My friend and I decided to escape the Berlin heat by taking a visit to the lake. We had tinges of being a bit hungover from the night before, and all we could think about was that specific relief you get when you submerge yourself in a body of water. We floated in the lake and suddenly everything was okay. 

That was, until, my friend felt that her index finger was a lot lighter. As if a part of her body was missing. And when we realised her late grandmother’s gold signet ring had disappeared, it did feel like she lost a limb. 

Losing jewellery (or even worse, having it stolen) is an experience almost everyone can relate to. It hurts. It is physically painful.
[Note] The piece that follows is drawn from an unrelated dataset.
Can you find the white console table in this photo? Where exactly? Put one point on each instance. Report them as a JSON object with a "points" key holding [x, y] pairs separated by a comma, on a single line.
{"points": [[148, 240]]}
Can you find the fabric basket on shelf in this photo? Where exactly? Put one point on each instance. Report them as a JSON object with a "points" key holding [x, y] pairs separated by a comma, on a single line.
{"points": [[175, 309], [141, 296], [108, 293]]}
Jewellery is something so personal that often carries nostalgia reaching generations back, or it could even hold a more immediate meaning that comes with buying yourself something beautiful. Sometimes it just hurts to lose something pretty.  
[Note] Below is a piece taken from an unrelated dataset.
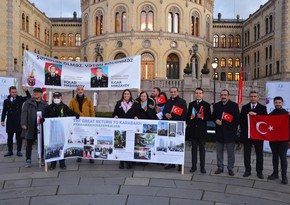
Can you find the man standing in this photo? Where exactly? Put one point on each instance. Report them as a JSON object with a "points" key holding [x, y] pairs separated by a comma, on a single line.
{"points": [[175, 109], [279, 148], [197, 114], [58, 109], [252, 108], [83, 106], [226, 116], [12, 109], [29, 121]]}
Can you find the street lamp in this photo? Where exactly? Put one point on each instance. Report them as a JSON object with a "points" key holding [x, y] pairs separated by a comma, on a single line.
{"points": [[99, 50], [214, 66], [193, 51]]}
Everyone has their own way of dealing with loss. Some mourn, some deny, some distract. The same processes are true for the loss of jewellery. We get customers coming in with photos of their lost/stolen item for our bespoke designer to make an exact replica– with not one difference. We have others who take the moment to repurpose the old design to create something entirely new. Others, ones we don’t see come through the doors, can’t even face what has happened so do not attempt to create or re-create. 

All processes are understandable, and equally important.
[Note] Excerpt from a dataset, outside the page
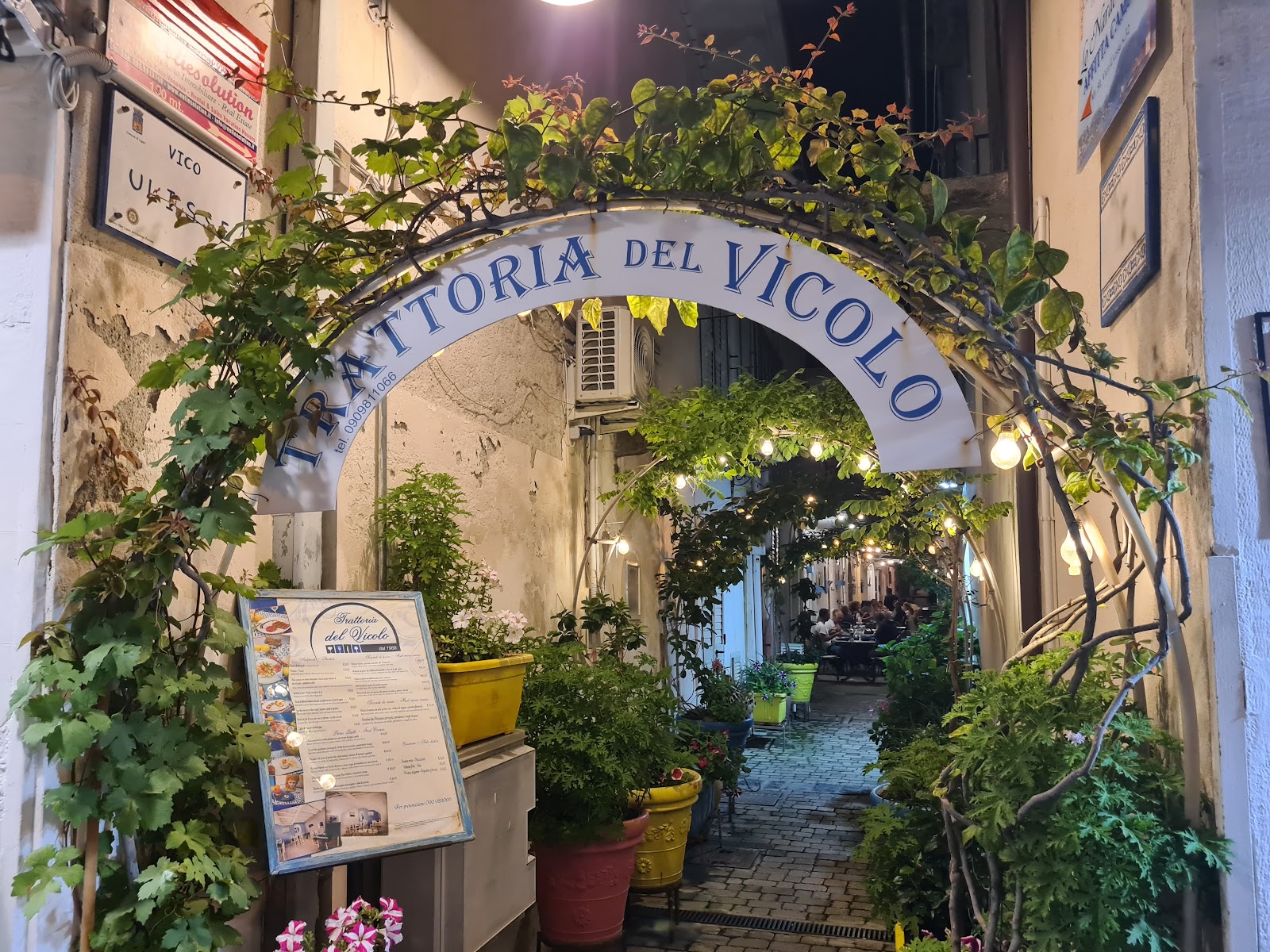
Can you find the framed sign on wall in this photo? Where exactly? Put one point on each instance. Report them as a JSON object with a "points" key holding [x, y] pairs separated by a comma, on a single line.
{"points": [[1118, 40], [149, 171], [1130, 215], [188, 55], [362, 759]]}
This conversation has come up a few times at the store. Completely organically, the ethos of Black Betty has been there as a subtle guide for the ideas shared. Thoughts around giving in to the flows of life, of knowing things will go wrong and things will not be perfect. Even, how you will lose and continue to lose things and people who hold meaning in your life. And it’s not as if knowing this will make it any less painful, or that life will suddenly be easy. These ideas are only there to guide you through accepting and facing the hurt.

My friend and I left the lake, and sat in silence for a while. I know she was not only thinking of the ring, but of her gran and all the moments she shared with her. That day, my friend and I decided to return to Berlin’s lake as much as possible and always take a moment to think of my friend’s gran, and her beautiful gold signet ring. It is now part of the lake forever. 

My friend is saving up to get the exact ring made up again, with not one difference.